Le Cambodge et la Thaïlande s'opposent depuis des décennies sur la démarcation de leur frontière de 800 kilomètres, héritage de l'époque coloniale française.
Une délégation thaïlandaise, menée par le ministre de la Défense et la ministre de la Culture au temple de Ta Kwai, le 22 avril 2026. (HANDOUT / THAILAND'S MINISTRY OF DEFENCE / AFP)L'ajout par la Thaïlande de plusieurs temples, dont elle a pris le contrôle lors d'affrontements frontaliers meurtriers avec le Cambodge en 2025, à son registre des monuments historiques a suscité, mercredi 13 mai, la colère de Phnom Penh.
Le Cambodge et la Thaïlande s'opposent depuis des décennies sur la démarcation de leur frontière de 800 kilomètres, héritage de l'époque coloniale française.

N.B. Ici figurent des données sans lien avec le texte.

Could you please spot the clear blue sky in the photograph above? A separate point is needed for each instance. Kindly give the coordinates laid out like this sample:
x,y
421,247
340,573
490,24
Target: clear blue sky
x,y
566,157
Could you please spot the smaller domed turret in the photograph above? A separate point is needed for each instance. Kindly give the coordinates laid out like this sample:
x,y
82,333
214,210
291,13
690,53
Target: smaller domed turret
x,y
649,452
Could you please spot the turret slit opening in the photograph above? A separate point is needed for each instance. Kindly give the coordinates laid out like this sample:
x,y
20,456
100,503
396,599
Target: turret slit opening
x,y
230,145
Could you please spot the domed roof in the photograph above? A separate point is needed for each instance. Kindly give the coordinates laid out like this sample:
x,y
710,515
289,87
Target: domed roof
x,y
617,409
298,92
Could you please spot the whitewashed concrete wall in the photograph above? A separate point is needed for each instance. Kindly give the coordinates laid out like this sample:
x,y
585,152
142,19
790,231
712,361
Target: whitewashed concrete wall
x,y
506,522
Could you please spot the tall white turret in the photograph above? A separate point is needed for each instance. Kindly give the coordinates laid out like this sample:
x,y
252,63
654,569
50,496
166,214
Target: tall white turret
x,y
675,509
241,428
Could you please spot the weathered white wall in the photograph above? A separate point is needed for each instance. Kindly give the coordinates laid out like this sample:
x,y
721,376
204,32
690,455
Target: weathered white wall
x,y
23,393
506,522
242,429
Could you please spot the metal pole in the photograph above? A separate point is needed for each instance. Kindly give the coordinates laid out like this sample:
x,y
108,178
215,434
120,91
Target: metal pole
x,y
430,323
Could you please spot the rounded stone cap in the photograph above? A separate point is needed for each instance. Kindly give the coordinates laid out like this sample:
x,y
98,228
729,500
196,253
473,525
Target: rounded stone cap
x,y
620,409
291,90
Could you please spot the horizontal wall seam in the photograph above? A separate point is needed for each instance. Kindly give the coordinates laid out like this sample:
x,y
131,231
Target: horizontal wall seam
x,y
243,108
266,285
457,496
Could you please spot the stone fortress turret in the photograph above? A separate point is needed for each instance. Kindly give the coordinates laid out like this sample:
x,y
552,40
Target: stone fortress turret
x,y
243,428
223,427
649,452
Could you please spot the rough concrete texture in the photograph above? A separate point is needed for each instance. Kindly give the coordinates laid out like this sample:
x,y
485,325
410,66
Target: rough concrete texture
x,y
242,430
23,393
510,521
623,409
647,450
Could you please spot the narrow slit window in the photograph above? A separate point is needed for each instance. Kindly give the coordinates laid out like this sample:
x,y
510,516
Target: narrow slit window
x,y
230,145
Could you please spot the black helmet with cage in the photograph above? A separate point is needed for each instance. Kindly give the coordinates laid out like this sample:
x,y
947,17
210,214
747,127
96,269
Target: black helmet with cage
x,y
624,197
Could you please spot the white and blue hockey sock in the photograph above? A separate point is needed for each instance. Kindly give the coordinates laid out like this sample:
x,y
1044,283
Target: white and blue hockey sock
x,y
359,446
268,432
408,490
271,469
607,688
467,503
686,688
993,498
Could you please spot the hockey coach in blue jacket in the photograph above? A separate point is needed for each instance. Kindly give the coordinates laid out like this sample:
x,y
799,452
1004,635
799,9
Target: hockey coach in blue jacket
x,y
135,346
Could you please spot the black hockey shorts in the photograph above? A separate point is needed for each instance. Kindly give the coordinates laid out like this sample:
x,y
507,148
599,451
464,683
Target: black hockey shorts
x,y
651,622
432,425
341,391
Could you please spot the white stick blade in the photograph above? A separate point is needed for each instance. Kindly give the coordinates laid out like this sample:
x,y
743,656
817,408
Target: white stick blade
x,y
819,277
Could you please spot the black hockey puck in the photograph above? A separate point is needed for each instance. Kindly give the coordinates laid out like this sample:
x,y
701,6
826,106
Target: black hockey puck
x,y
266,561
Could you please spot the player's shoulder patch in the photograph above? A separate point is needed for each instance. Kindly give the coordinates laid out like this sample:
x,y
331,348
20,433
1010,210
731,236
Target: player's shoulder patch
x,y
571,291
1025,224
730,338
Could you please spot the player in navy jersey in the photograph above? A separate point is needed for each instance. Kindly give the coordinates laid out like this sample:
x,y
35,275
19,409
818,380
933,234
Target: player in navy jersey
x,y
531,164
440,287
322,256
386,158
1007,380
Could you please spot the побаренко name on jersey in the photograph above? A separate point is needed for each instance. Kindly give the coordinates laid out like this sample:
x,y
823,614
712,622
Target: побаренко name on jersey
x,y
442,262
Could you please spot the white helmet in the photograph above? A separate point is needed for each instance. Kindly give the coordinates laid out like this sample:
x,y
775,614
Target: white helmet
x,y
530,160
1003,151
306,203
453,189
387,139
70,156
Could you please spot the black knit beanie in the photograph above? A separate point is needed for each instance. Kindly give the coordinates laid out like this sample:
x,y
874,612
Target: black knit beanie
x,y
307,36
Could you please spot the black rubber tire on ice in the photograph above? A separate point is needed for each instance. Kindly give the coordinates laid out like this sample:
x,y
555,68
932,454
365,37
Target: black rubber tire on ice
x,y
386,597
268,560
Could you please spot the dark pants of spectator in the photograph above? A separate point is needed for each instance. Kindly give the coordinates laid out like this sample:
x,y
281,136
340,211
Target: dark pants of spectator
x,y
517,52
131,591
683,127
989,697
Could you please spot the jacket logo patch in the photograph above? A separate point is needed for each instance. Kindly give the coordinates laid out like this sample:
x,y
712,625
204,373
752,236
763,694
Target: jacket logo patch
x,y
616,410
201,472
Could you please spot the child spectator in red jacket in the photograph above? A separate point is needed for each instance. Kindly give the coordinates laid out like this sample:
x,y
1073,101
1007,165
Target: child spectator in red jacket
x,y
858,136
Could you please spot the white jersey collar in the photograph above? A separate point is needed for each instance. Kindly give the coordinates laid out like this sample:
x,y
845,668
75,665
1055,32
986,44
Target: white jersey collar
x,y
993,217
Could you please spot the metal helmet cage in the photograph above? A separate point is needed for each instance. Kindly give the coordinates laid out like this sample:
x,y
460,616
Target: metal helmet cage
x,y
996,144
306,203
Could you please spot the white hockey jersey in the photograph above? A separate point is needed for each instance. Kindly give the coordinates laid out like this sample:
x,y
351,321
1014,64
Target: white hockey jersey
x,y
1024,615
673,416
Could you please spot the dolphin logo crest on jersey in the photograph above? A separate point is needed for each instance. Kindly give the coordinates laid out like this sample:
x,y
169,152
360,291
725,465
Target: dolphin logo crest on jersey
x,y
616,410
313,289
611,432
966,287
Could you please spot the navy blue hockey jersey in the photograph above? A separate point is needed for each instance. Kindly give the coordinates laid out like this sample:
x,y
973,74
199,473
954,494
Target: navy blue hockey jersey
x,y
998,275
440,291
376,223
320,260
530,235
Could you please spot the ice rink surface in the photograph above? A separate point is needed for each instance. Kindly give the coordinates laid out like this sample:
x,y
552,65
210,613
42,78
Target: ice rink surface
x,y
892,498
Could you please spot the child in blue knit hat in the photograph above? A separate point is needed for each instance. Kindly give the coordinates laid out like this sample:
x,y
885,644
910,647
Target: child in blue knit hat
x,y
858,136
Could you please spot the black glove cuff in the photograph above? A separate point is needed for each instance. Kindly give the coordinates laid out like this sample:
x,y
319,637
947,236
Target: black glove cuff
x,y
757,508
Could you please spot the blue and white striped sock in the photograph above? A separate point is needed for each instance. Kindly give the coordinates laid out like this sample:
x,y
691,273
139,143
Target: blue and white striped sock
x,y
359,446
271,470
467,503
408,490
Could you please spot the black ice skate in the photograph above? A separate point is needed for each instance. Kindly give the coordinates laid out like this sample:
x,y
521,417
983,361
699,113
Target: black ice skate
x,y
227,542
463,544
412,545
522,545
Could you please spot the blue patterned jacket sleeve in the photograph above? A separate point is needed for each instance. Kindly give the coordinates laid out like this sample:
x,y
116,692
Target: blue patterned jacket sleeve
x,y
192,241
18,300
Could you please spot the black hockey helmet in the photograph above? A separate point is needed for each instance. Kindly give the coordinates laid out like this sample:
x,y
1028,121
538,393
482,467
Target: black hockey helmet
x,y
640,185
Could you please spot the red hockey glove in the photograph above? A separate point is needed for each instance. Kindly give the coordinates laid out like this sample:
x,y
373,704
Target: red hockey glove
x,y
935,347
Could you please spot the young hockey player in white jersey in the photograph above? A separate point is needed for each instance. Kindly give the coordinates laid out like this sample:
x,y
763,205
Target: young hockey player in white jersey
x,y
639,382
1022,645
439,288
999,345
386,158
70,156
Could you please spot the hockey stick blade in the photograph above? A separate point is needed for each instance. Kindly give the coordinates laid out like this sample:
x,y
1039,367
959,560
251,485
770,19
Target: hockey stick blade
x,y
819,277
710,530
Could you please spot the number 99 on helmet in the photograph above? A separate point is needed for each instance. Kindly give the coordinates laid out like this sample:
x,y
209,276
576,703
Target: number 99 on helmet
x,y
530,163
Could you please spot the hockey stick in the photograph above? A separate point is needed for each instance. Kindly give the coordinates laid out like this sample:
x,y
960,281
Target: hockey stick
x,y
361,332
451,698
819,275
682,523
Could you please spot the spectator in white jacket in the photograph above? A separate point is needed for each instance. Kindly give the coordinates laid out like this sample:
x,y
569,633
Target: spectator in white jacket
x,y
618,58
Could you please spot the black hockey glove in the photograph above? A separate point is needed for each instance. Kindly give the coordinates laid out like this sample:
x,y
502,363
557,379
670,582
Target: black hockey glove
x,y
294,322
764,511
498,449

Les tensions ont dégénéré à deux reprises en conflit armé en juillet et décembre 2025, faisant des dizaines de morts de part et d'autre et poussant des centaines de milliers de personnes à fuir les combats.
Le Cambodge affirme que la Thaïlande s'est emparée à cette occasion de plusieurs zones dans des provinces frontalières, accueillant temples anciens et sites archéologiques.
Le ministère cambodgien de la Culture a ainsi appelé la Thaïlande à retirer l'"enregistrement illégal" des temples de Tamone, Ta Krabey et K'nar, ainsi que d'autres sites archéologiques, situés sur leur frontière contestée.
En Thaïlande, ces trois temples, connus sous les noms de Ta Muen, Ta Kwai et Nong Khana, font partie des neuf sites ajoutés au registre officiel thaï "dans un souci de clarté en matière de protection des monuments anciens", selon une annonce publiée lundi au Journal royal.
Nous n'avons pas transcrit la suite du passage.